STUTTGART, Germany: Just how far the automotive industry has come in 50 years was brought home to me after an ultra-rare drive behind the wheel of a 1970 Porsche 914-6 through the hills in and around Stuttgart, the creche of all things Porsche.
The reason for being there was 2019 marks the 50th anniversary of the model 914, the first-ever mid-engined model designed for the street.
It also marked the first time Porsche and Volkswagen collaborated on a car, even though both were the product of the fertile mind of Dr. Ferdinand Porsche.
After World War II, Volkswagen emerged from the rubble of a bombed-out factory which took up building the pre-war Beetle while the Porsche family turned to the Model 356, the progenitor of all Porsche sportscar models to come.
But by 1967-68 VW was looking to replace its Karmann Ghia two seater while Porsche wanted another, lower-cost model in addition to its standalone 911.
Although who came up with what is part of the murky past, the result was the mid-engined Model 914 first going on sale in 1969.
Confusing things further was the 914-4 was built on the VW Karmann line with a Type 4 VW 1.7-litre flat four-cylinder producing 79 hp sourced from the Microbus/Transporter with five-speed manual transmission.
The other was the 914-6 built at the Porsche factory with a 2.0-litre, flat six-cylinder engine from the 911, producing 109 hp with a standard five-speed manual or available four-speed Sportmatic automatic transmission.
Styling was what I would call odd for the time, when other sportscars of the day incorporated Italianate character lines.
With slab sides and a squared-off shape, a friend of mine back in the day said it resembled a box of Kleenex.
Another odd thing was the removable Targa top roof that could be stowed in the rear luggage compartment. The reason was U.S. safety regulations at that time required T-Roofs and Porsche was planning to sell the bulk of the 914s in the U.S., so they complied.
Walking up to the blue 914-6 described here, it looked tiny, but I remember the first ones I saw 50 years ago were quite wide and long, compared to a MGB or Bugeye Sprite.
With willowy manual shift lever sprouting out of the flat floor, getting in was easy, even with roof in place.
With ignition key on the left in signature Porsche fashion, the engine didn’t snap into action, but turned a number of revolutions before catching with a bark then settling down to slow idle.
And then came the shifter, which with neither shift gate nor spring loaded pre-selectors, waved around like a reed in the wind with very long and vague throws that sometimes defied the synchromesh.
The result was crunching the gears or selecting the wrong gear altogether, which was no fun when trying enter the Autobahn or gearing down on the countless roundabouts.

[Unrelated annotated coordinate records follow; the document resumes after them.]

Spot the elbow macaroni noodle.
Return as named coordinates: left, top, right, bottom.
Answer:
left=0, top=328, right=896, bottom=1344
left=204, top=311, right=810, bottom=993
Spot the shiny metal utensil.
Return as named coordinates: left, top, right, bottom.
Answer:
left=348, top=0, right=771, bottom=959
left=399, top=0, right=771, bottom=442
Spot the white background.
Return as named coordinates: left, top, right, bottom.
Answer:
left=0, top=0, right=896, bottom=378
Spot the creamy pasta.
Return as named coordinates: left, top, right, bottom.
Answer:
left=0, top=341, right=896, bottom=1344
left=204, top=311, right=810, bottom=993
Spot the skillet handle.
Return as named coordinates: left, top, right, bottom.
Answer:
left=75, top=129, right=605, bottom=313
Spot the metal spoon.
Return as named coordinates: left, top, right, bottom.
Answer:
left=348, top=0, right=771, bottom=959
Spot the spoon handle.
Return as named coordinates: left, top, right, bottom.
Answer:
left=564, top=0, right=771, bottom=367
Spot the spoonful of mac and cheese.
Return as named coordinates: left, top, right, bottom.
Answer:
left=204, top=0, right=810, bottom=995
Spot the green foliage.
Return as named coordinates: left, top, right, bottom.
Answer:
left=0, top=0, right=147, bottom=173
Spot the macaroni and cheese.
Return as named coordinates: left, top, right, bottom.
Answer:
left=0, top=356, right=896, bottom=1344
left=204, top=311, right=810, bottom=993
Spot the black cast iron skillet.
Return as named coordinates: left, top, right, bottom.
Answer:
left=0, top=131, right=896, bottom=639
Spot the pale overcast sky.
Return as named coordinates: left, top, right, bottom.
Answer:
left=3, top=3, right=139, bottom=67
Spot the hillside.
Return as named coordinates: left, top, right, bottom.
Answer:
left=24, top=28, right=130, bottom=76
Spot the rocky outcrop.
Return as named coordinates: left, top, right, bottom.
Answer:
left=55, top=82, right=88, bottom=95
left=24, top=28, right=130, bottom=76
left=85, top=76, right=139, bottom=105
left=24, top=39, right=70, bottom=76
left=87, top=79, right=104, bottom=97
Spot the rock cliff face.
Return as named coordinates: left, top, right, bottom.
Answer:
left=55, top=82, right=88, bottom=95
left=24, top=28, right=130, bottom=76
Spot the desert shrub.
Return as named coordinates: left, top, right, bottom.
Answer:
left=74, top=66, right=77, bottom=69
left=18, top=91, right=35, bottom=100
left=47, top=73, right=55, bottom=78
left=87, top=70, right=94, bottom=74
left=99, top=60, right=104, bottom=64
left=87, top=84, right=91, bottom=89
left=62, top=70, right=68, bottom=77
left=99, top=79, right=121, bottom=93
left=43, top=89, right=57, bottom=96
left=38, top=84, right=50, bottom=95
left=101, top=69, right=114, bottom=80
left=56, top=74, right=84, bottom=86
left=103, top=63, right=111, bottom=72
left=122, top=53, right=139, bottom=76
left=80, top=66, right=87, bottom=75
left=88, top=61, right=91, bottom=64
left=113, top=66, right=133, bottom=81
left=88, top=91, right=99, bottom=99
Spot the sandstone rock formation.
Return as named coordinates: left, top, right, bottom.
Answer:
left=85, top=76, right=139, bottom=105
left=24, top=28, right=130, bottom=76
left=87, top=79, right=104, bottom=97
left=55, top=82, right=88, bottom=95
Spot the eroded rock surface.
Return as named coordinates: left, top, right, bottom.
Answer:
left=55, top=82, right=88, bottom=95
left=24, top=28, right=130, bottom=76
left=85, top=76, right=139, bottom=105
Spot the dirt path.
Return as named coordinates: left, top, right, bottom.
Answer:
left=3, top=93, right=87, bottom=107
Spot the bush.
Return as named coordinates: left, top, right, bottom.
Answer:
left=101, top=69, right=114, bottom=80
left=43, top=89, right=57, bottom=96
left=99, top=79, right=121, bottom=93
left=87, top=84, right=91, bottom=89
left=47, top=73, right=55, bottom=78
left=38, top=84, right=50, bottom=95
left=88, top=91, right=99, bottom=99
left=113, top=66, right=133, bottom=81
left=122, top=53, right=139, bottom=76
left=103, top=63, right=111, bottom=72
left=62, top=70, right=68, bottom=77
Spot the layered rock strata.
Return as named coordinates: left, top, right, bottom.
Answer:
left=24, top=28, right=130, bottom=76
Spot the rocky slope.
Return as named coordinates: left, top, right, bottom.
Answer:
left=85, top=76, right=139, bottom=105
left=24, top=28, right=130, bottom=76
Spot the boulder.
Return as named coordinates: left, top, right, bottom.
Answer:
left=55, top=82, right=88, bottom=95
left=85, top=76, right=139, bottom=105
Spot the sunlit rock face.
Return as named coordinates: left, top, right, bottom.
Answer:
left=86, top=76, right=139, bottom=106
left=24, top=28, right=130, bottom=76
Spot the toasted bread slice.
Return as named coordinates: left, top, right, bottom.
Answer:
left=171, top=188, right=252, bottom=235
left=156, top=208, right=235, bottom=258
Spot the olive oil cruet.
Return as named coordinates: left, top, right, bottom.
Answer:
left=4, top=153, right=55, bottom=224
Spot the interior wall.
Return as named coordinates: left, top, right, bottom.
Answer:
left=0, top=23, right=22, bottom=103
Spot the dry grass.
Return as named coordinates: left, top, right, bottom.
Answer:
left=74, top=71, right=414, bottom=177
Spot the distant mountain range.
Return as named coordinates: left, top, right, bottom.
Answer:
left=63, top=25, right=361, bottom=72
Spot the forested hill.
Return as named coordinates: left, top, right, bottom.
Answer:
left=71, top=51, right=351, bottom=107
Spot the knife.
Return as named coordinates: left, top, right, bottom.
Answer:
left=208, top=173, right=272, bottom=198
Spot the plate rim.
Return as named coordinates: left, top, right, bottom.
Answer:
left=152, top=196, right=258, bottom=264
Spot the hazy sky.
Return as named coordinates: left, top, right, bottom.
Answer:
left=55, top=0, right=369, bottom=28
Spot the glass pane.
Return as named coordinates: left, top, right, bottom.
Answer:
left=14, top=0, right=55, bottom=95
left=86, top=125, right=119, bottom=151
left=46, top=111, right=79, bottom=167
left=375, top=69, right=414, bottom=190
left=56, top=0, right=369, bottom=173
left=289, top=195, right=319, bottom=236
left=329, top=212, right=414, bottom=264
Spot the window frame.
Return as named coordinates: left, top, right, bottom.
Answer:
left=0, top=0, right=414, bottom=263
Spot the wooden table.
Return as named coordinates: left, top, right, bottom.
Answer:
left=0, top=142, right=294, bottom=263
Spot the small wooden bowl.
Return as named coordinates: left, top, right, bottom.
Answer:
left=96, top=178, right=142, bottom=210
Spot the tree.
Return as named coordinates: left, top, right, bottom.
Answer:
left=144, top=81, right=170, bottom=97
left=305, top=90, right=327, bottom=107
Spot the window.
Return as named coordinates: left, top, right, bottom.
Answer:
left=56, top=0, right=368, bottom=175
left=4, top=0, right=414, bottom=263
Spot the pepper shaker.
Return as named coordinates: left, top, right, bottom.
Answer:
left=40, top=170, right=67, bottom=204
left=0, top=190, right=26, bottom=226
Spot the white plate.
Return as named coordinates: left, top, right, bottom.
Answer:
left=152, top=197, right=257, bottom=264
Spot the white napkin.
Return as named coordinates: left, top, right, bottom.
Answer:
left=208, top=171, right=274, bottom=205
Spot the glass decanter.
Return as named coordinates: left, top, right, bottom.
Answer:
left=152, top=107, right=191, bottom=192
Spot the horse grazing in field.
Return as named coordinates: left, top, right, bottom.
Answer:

Once I got the right gears sorted out, the 914-6 was enjoyable to drive and surprisingly easy to steer, as long as I didn’t push it.
Weighing in at 985 kg (the 914-4 was 940 kg because of the lighter four-cylinder engine) the 914-6 went from 0-100 km/h in 8.7 seconds with a top speed of 207 km/h, not that I was going to try it.
The other issue was the brakes or lack of same.
Although the 914 was one of the first cars to feature disc brakes on all four wheels, there was no power steering of the kind we know today, but a hydraulic/pneumatic system – meaning if you want to stop fast, you literally stood on the pedal.
So, why not fit the larger discs brakes from the 911, you may ask?
I was once told the reason was the 914 being lighter, it would out-brake the more expensive 911, which would not have gone over that well.
The steering wheel was hard, black plastic with a diameter thinner than a garden hose, so sweaty palms in a summer’s day sun was the reason the Targa top stayed in place.
The big problem was the accelerator placement – only about two inches to the right of the brake pedal to facilitate heel-and-toe driving that so in vogue back then.
It was too easy to press down with the right foot and hit both at the same time.
Ergo I took it slow, leaving lots of room from the car in front. Never being road titled, it was still considered “new” and worth about $100,000.
When production ended in the 1970s, with only 3,351 914-6 models sold compared to more than 18,000 914-4s, one of the main reasons given was the cost was just too close to the 911.
Yes, the 914-6 was great fun to drive. But the new 718 Boxster Spyder T, which I drove back to Stuttgart, physically showed the gulf between the then and now that is impossible to describe in words.
The 718 Boxster T and 718 Cayman T are going to be the entry-level sportscar models for the brand.
This mid-engine turbo four-cylinder was so quick and precise and truly exists thanks to the bloodline going all the way back to the 914.
I’ll be doing a first drive in the coming weeks when the embargo is lifted and I have specifications and pricing.
But looking back on my 914-6 drive, it was purely sensual and literally will only be experienced once in my long lifetime.